日本で子供がいる性転換者は戸籍が変更できず

訳by AJ
2007.10.29.ロイター
日本で子供がいる性転換者は戸籍が変更できず。

日本の最高裁は、2人の性同一性障害者の戸籍の性別変更の抗告を却下した、と彼らの法律顧問が月曜日に述べた。
大迫真美51歳と、森村さやか47歳は、性転換手術後に、戸籍の性別を男性から女性に変更したいと考えた。

しかし、二人とも、子供のいるものは変更できないと規定している法律下では、変更が却下された。二人は性転換前に、離婚した妻との間に子供がいた。
法律家の大島俊之は、この二人のケースの法律上の助言を行っていたが、「現在、性転換者が戸籍変更できる条件を変更するように政治家に働きかける計画だ」と述べた。
最高裁が、変更を認めなかったいま、こどものいる人たちも戸籍変更できるように法律を改正するように政治家に求めていく条件はそろった。」と大島は電話で答えた。
2004年に法律が施行されて以来、日本の詳細な戸籍制度においても、性同一性障害と診断された人びとは、一定の条件のもとに性別が変更できるようになった。その条件には、結婚していないこと、子供がいないこともある。

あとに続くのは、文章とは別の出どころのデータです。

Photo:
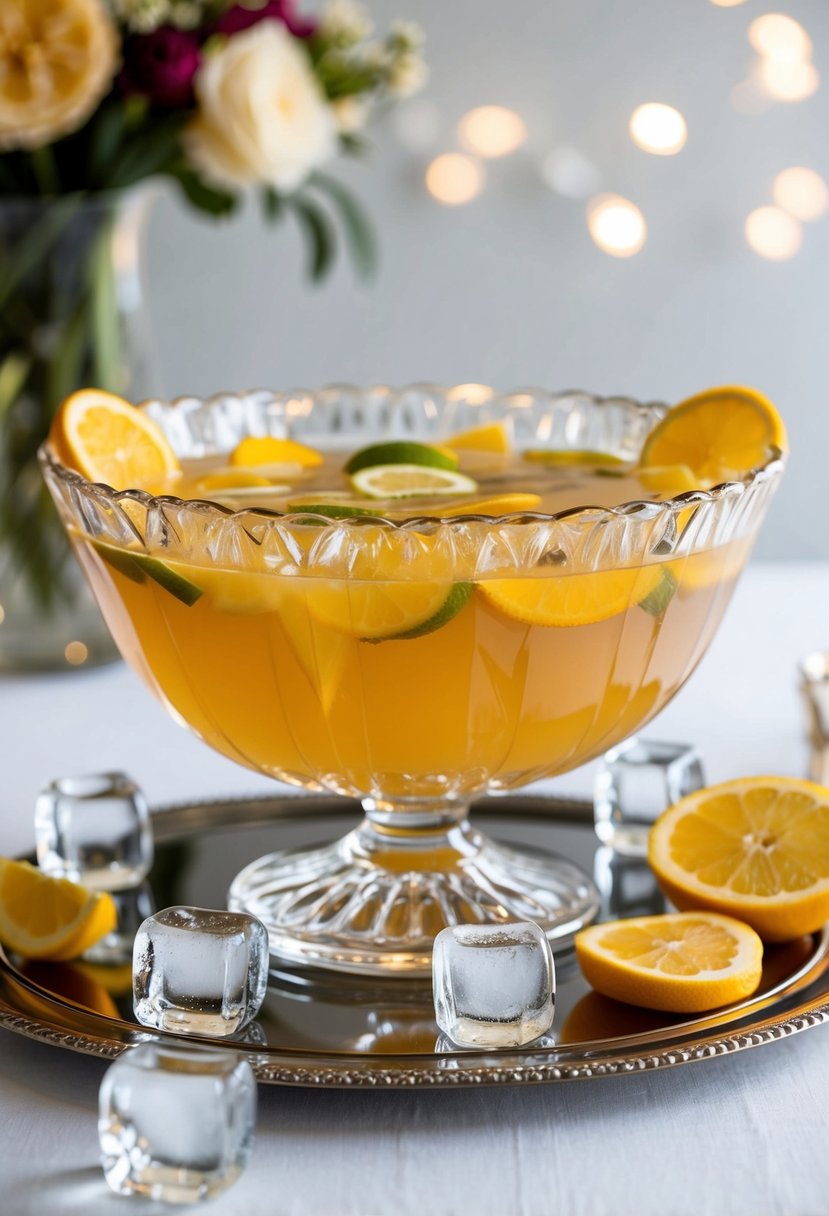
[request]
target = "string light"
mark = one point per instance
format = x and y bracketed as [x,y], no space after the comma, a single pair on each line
[75,653]
[616,225]
[454,179]
[491,130]
[570,173]
[789,82]
[802,192]
[777,37]
[773,234]
[658,128]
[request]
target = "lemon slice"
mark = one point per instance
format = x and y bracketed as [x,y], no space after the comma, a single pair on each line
[491,437]
[571,598]
[410,482]
[107,439]
[682,963]
[717,434]
[254,451]
[43,917]
[756,849]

大島は言うには、2006年末までに570名を超す人が、この法律のもと戸籍の性別を変更した。8名は却下された。却下された者は全員子供がいたことが理由だ。
最高裁は、子供がいる者への戸籍変更は「家族秩序に混乱を生じさせ、子の福祉の観点からも問題を生じかねない」と判断した。

http://uk.reuters.com/article/lifestyleMolt/idUKT17268120071029
Japan sex-change parents can't change records
Mon Oct 29, 2007
TOKYO (Reuters) - Japan's Supreme Court has denied pleas from two people with gender identity disorders to change their sex in government household records, their legal adviser said on Monday.

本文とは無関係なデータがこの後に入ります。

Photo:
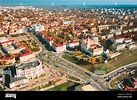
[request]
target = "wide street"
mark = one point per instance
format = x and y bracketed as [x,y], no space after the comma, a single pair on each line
[98,81]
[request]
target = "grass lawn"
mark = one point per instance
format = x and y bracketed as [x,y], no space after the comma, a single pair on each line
[125,58]
[68,86]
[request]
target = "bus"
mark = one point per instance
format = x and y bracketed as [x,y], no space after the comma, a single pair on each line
[88,73]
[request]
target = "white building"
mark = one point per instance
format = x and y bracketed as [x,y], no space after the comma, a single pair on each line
[1,31]
[25,57]
[30,70]
[112,55]
[120,47]
[18,82]
[85,87]
[38,28]
[73,44]
[97,51]
[59,47]
[116,32]
[46,38]
[127,40]
[101,27]
[119,40]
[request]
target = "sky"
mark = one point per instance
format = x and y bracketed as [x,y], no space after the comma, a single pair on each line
[67,2]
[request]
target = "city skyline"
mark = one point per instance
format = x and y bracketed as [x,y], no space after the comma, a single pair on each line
[68,2]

Masami Osako, 51, and Sayaka Morimura, 47, had wanted to have their registered sex switched to female from male after undergoing sex-change operations.
But both were denied the move under a law that says people who have children cannot change their sex on the household registry. Osako and Morimura each have a child with wives they had divorced before their sex changes.

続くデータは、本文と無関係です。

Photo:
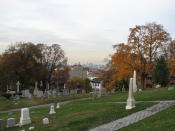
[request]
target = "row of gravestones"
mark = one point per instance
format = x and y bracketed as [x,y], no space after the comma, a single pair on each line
[97,93]
[25,118]
[50,93]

Lawyer Toshiyuki Oshima, who advised the two separate cases, said he now planned to urge politicians to change the conditions under which transsexuals can change their records.
"Now that the Supreme Court has denied the change, we now have grounds to ask lawmakers to revise the law so that people with children can also have their registry changed," Oshima said by telephone.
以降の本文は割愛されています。